Die vom Bundesrat angekündigten Corona-Beschlüsse – sowohl diejenigen, die bereits Anfang dieser Woche in Kraft getretenen sind, als auch diejenigen, die ab dem 11. Mai zur sogenannten Phase 2 in Kraft treten – stellen eine entscheidende Beschleunigung des Prozesses der sogenannten „Rückkehr zur Normalität“ dar. Dies wird unweigerlich mit einem erneuten Anstieg der Infektionen einhergehen. Die entscheidenden Fragen in Bezug auf die Lockerungen sind deshalb: Wer profitiert davon? Und wer muss sich dadurch einer erhöhten gesundheitlichen Gefahr aussetzen? Die Antworten auf diese Fragen sind klar: Die Unternehmen profitieren davon und wir Lohnabhängigen zahlen dafür.
von BFS Tessin; aus mps-ti.ch
Obligatorische Schulen, Geschäfte und Märkte, Restaurants, öffentliche Verkehrsmittel (mit normalen Fahrzeiten), sportliche Aktivitäten: Abgesehen von Bars, Gymnasien, der Luftfahrt und einigen kleineren Sektoren (die jedoch für die am 8. Juni in Kraft tretende dritten Phase vorgesehen sein dürften) haben wir also praktisch eine Rückkehr zur vollen wirtschaftlichen Aktivität. Und die wirtschaftliche Aktivitäten, die in weiten Teilen des Landes gar nicht erst ausgesetzt worden waren, d.h. insbesondere in der Industrie, im Baugewerbe und in einem Großteil des tertiären Sektors, werden ohnehin fortgesetzt.

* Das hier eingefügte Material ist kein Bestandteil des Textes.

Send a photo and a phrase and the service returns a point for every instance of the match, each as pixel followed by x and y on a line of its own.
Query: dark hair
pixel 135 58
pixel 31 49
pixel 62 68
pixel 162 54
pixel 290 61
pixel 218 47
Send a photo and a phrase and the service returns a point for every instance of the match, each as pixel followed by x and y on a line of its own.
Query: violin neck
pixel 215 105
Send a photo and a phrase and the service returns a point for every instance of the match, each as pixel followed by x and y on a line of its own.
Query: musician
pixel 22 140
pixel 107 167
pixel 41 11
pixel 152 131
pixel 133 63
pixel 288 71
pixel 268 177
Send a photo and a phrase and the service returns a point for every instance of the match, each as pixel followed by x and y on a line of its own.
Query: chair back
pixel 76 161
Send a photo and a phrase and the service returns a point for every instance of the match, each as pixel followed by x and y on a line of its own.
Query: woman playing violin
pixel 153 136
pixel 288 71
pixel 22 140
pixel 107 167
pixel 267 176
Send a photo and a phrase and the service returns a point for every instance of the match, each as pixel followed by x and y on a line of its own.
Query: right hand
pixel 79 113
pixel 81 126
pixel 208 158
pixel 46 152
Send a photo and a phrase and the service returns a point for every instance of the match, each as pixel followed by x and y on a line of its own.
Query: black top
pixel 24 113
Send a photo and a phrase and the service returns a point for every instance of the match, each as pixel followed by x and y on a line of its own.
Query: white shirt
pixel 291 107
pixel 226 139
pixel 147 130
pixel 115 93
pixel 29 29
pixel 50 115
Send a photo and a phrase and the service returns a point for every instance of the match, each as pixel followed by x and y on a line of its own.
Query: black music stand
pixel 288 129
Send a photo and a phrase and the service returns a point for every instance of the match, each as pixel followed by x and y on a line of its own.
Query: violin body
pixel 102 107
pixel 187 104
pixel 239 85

Dies überrascht uns nicht. Was hätte man denn von der Regierung eines der Länder, das sich historisch durch ein hohes Maß an Liberalisierung auszeichnet, auch anderes erwarten sollen? Von einem Land, in dem die Idee tief verwurzelt ist, dass die Marktmechanismen an erster Stelle stehen. Von einem Land, in dem man den Regeln, nach denen der Markt funktioniert, die Fähigkeit zuspricht, die geeigneten Antworten für den Fortschritt der gesamten Gesellschaft und die Lösung der verschiedenen Probleme zu finden.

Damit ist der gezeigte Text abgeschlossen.